- Born: March 11, 1930
- Died: July 16, 1960 (aged 30) Israel
- Education: B.A. & MA, Hebrew University; PhD, U. of Chicago (1958);
- Occupation: Econometrician

= Yehuda Grunfeld =

Econometrician and professor (1930–1960)

Yehuda Grunfeld (also Grünfeld; March 11, 1930 – July 16, 1960) was an econometrician in the late 1950s whose data sets outlived him by decades.

==Personal life==
Grunfeld was born on March 11, 1930. On July 16, 1960, he drowned while rescuing his son from an undertow off the coast of Israel.

==Career==
At Hebrew University, Grunfeld received his Bachelor of Arts in 1953, and his Master of Arts in 1955, both in economics.

From 1957-58, Grunfeld was an assistant professor of economics at the University of Chicago (UChicago).

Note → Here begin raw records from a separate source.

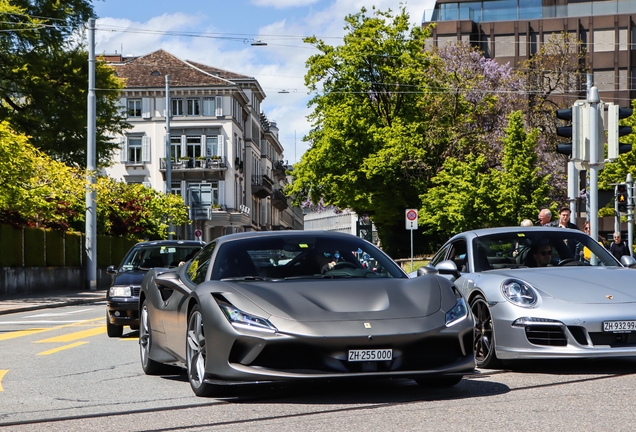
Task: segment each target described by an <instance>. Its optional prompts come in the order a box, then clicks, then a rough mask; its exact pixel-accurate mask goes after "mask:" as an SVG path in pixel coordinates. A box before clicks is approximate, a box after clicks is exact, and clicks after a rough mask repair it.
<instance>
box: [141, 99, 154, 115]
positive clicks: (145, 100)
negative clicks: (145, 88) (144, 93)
mask: <svg viewBox="0 0 636 432" xmlns="http://www.w3.org/2000/svg"><path fill="white" fill-rule="evenodd" d="M151 117H152V115H151V114H150V98H142V99H141V118H151Z"/></svg>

His 1958 doctoral thesis at UChicago is The Determinants of Corporate Investment; as of 2010, its appendix contained "one of the most widely used data sets in all of econometrics." In 1959, his Journal of Business article was given the McKinsey Award. By 1960, he was a lecturer of economics and statistics at the Hebrew University of Jerusalem, and scheduled to become a professor at UChicago at the end of July.